We are excited about this early momentum!
But a project of this nature was never going to be without controversy. To no one’s surprise, neighbors near the site and an environmental advocacy group filed appeals with the Growth Management Hearings Board to challenge the development regulation. Such challenges are not unusual and we plan on staying the course and defending the regulation.
Counties are required under new state laws to plan for and accommodate a variety of housing types and remove regulations that can result in disparate impacts in housing. You’ve heard me say many times we need both more and more types of housing in Pierce County. That innovation in housing is so important — rooming houses, congregate housing, group homes and shared housing villages are all needed tools for the housing tool box.
There is an offer to withdraw the appeals if the Council repeals the development regulations that they had previously approved. As a result, the Council will consider an ordinance to repeal the regulation next Tuesday (Proposal 2023-24).
Along with many in our community, I am concerned that a repeal by the Council would be interpreted as a rejection of our shared goal of providing innovative housing solutions, such as the Village, for low-income and formerly homeless individuals who need and want a fresh start. The Mission has indicated that the media coverage of the proposed repeal is already undermining their efforts to raise funds for the Village. I’m disappointed that a valued Pierce County partner finds their organization in this unfortunate situation.
I am heartened when I remember that the Community First! Village in Austin encountered similar challenges, but later came to be enthusiastically embraced by the Austin-area community. It now has the funding, land, and community support to build 1400 additional tiny homes at two separate locations. I know Pierce County has that same compassion and goodwill for innovative and proven models to solve homelessness, especially ones that offer a path to hope, dignity and restored purpose.
I am committed to continuing to support the Village, the Tacoma Rescue Mission, and the cooperation needed to create additional bold solutions that move us closer to ending homelessness in Pierce County.
Thanks for reading.
I am all for this project! In Austin and Houston, as well, similar projects have been, and are, very successful. Thank you for working to bring this to fruition.
This sounds like a great idea. We must address the homeless situation in our country. Too many people, through no fault of their own, are without housing. In the long run our community will be a much better place for all and tax dollars can be spent elsewhere once this is in place. I commend you and the council for staying the course.
Solving homeless problem simple, stop funding people like Duke, Sharon Lee, places like Rescue Mission.They become very wealthy profiting from the drug addict, lazy homeless!
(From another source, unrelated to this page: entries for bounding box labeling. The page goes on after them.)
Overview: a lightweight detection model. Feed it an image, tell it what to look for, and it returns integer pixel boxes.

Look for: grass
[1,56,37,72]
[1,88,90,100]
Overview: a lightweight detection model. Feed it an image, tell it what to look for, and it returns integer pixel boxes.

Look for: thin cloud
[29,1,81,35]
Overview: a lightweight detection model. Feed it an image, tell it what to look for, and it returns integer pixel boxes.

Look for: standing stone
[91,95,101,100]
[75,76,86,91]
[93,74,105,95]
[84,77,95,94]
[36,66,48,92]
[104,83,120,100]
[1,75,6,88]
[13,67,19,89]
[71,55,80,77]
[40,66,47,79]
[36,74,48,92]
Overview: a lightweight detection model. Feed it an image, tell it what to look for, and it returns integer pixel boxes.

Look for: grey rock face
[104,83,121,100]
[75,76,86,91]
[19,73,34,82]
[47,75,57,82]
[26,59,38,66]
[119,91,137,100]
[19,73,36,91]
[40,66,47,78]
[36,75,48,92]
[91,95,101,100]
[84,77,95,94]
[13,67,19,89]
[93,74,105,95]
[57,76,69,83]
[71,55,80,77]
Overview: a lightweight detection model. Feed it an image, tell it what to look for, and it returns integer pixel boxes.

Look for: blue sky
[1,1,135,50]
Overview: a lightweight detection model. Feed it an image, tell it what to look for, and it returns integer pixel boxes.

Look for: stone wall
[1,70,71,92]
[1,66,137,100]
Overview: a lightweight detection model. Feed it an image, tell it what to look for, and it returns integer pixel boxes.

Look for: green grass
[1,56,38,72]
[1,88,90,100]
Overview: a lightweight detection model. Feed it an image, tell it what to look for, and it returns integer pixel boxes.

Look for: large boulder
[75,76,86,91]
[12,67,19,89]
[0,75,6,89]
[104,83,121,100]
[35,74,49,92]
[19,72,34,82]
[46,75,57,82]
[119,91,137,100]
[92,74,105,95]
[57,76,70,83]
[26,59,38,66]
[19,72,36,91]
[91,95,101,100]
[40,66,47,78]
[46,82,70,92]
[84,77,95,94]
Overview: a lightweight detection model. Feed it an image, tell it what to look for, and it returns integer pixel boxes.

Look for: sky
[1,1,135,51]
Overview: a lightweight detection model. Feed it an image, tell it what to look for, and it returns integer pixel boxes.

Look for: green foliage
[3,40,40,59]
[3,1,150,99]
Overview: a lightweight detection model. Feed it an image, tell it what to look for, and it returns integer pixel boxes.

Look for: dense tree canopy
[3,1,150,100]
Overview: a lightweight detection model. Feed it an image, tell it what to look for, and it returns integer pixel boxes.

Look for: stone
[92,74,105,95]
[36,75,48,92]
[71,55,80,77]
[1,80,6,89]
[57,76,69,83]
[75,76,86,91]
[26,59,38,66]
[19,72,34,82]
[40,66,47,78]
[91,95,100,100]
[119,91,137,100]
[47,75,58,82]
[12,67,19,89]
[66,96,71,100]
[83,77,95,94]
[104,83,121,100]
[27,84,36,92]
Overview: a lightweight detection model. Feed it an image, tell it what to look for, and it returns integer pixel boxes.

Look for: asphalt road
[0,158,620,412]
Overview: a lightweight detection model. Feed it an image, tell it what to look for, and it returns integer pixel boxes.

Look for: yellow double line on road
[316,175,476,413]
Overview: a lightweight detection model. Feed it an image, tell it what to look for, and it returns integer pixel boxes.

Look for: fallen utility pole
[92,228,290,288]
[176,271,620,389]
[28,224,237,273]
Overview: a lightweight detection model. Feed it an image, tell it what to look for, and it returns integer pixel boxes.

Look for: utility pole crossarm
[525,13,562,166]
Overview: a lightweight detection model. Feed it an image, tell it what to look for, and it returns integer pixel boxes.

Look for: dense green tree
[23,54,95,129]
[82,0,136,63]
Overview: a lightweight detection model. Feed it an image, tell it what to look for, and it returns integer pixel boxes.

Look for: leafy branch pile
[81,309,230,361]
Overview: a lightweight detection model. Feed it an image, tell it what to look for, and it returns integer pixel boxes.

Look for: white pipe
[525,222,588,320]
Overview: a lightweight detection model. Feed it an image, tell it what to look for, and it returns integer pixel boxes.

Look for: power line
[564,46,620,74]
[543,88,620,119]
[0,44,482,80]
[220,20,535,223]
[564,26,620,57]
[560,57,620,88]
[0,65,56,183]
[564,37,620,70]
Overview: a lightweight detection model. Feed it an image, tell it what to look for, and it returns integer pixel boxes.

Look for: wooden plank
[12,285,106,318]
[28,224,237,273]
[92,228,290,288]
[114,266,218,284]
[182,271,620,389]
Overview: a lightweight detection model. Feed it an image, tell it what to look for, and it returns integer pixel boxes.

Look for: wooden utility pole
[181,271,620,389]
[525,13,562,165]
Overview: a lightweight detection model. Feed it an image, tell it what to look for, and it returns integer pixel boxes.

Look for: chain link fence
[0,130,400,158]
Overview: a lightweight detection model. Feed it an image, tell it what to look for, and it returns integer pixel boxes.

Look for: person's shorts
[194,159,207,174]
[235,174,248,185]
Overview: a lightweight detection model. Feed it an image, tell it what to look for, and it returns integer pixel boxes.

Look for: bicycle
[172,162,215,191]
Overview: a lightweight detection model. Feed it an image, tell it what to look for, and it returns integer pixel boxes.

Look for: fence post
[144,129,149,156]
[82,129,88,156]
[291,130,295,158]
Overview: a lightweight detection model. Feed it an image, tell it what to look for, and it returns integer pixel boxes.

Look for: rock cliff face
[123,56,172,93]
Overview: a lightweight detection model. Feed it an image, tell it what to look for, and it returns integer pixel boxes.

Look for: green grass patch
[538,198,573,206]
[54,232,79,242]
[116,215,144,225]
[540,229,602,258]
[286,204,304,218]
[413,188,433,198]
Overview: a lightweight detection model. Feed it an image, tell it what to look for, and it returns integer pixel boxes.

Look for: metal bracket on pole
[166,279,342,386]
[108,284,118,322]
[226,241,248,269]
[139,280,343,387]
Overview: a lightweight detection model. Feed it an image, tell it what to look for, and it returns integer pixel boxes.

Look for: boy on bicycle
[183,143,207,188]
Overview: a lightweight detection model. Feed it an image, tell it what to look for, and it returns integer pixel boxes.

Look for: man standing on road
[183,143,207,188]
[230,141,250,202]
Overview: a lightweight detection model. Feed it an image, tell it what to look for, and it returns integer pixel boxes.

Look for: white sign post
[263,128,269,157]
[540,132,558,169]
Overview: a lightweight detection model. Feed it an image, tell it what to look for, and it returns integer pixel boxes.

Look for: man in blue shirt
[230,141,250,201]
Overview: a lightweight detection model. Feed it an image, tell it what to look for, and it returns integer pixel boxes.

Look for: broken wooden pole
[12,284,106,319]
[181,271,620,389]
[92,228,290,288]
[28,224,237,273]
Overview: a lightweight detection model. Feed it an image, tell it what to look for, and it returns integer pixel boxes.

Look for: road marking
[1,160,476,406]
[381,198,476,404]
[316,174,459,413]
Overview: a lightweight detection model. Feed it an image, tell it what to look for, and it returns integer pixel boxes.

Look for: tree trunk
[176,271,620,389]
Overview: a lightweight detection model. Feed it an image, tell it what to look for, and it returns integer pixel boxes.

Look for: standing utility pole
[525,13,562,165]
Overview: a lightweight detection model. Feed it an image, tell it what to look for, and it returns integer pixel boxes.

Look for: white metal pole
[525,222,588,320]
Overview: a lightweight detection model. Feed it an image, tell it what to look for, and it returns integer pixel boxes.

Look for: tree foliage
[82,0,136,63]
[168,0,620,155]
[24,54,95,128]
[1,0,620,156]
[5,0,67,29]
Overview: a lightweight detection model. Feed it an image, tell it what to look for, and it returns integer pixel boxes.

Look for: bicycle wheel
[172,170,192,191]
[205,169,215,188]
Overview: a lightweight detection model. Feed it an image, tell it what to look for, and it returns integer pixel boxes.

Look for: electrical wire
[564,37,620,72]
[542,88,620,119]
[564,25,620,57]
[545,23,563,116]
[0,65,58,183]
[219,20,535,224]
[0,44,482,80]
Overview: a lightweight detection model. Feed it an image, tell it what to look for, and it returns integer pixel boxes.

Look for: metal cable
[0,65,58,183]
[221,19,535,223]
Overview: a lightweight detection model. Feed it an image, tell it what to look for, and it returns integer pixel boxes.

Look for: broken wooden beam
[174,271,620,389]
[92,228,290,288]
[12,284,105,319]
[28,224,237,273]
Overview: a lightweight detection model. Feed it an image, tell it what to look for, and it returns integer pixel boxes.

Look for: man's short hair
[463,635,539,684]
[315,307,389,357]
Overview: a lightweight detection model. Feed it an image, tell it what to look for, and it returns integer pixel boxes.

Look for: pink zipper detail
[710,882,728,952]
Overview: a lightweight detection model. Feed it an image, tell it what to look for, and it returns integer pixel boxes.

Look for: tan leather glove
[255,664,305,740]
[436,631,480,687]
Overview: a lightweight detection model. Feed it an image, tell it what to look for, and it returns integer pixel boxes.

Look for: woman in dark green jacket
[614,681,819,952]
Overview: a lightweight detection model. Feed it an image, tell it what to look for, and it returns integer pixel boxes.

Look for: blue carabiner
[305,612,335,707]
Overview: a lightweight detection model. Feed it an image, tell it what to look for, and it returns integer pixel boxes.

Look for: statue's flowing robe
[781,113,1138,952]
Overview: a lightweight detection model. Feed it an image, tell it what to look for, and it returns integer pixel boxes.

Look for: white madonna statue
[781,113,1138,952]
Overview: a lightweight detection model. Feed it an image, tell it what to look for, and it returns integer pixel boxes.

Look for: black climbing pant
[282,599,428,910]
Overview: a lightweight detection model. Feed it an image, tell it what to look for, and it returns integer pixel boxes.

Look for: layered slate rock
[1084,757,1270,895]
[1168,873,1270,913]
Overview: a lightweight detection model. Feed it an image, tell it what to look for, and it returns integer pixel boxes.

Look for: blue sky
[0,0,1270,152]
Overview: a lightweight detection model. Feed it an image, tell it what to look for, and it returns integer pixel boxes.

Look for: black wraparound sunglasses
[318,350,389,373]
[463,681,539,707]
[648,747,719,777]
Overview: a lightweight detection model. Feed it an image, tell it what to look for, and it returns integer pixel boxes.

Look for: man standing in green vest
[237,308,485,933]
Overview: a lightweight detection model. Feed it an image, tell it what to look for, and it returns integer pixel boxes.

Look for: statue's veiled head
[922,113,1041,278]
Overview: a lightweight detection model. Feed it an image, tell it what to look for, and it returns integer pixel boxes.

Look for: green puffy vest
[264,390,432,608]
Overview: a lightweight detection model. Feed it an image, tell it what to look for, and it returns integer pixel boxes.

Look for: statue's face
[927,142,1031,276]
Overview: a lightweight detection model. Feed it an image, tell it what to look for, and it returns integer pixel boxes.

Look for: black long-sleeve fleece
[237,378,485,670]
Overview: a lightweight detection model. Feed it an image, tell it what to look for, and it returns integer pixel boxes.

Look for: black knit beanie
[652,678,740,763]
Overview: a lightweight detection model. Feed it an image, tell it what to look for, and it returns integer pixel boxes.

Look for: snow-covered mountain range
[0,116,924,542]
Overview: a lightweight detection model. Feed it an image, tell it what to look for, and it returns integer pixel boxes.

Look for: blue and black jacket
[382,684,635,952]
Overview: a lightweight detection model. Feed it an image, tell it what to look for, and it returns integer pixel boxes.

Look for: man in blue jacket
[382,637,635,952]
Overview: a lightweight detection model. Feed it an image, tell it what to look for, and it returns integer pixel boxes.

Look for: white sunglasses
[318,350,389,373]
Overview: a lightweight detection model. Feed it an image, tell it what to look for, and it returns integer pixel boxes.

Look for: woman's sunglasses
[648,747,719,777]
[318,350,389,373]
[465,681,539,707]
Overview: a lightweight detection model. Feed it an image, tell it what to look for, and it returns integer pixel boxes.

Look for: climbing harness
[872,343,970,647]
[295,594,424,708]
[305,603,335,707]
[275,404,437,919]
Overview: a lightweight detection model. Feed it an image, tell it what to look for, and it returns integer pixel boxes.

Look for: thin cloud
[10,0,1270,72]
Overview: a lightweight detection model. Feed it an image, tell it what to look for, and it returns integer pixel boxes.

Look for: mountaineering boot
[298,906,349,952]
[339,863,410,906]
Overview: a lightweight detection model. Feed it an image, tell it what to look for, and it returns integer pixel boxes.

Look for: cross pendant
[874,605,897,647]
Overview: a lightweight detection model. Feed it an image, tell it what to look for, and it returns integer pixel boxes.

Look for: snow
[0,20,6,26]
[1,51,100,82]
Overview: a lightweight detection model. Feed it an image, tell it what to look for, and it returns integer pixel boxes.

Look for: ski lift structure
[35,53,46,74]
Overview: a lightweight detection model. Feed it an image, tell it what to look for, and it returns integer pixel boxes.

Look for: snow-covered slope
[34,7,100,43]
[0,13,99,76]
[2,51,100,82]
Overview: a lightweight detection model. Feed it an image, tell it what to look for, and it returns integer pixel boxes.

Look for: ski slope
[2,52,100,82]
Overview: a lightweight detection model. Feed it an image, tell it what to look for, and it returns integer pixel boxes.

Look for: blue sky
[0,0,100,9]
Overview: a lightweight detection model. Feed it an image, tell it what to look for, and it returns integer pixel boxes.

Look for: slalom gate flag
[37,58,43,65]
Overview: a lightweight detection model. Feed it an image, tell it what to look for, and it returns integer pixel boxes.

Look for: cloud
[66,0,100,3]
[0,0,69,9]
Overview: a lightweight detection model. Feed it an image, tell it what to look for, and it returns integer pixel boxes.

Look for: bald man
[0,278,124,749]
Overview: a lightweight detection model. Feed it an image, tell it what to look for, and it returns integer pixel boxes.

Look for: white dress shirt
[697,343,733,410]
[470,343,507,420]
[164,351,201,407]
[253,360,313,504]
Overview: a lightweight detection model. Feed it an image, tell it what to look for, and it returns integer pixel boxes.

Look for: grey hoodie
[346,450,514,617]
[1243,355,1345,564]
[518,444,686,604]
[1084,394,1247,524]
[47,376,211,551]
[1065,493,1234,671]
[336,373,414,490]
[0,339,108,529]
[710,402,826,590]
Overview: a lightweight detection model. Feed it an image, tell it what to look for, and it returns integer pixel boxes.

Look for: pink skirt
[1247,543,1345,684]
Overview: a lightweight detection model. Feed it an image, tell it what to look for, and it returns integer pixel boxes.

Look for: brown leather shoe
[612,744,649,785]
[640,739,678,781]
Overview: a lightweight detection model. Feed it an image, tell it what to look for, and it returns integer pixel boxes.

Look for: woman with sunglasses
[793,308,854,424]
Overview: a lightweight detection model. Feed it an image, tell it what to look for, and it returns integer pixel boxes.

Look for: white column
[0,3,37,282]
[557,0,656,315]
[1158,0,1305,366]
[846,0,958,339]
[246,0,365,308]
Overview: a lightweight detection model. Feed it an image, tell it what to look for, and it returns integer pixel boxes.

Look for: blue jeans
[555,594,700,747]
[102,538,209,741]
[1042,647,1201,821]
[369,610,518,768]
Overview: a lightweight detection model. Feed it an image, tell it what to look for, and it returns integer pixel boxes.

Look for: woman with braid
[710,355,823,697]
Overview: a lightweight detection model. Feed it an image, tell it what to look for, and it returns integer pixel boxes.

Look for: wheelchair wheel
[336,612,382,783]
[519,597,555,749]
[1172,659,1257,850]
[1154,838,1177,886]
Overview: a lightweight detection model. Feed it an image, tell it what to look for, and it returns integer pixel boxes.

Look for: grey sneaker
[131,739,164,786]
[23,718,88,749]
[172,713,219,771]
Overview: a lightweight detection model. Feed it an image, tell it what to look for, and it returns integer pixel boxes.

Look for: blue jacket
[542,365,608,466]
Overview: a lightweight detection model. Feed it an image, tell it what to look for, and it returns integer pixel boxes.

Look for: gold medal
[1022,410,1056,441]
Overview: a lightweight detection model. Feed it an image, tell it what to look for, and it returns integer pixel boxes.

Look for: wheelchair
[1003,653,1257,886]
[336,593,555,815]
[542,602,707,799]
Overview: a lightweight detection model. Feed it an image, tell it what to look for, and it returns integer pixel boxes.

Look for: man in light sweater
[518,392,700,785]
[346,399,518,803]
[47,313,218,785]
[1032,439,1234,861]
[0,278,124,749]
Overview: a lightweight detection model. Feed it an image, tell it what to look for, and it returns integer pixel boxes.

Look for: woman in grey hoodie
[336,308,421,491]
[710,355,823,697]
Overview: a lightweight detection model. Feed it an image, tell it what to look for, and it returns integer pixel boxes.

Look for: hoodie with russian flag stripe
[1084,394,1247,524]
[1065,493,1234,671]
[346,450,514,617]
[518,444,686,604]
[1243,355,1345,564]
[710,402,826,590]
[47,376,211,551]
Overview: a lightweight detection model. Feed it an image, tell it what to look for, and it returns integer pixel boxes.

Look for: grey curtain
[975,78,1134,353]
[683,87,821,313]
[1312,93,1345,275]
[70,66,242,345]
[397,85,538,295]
How about Bill Gates providing a fraction of the 250,000+ acres of farmland he has scarfed up so far from traditional farm families?
It could come with the provision that the inhabitants learn how to grow food and do manual labor as their ancestors did.
The urbanization of America, and the subsequent loss of productive skills, is what has led to this situation of idle hands in a few short generations.
The pandering of our leadership to the problem rather than the solution, is reflective of this as well as the skyrocketing real estate prices which are propped up by tax dollar funded programs.
Then there’s the diploma factory education industry, which now seeks a bail out because it produced unproductive people.
Ask any parent who can’t get their aging offspring out of their basement, how they feel about it.
That’s how a lot of us feel about government enabling those who will not move to where the real work is and commit themselves to it as well as their own cost of being alive.
No one has a right to live where they can’t afford it, while contributing nothing to the effort.
There is plenty of work out there for those who want it, but the government insists on keeping people in town, on subsidy, and in programs.
Anyone who is growing wealthy from the homelessness and drug addiction issue, should be looked at very closely.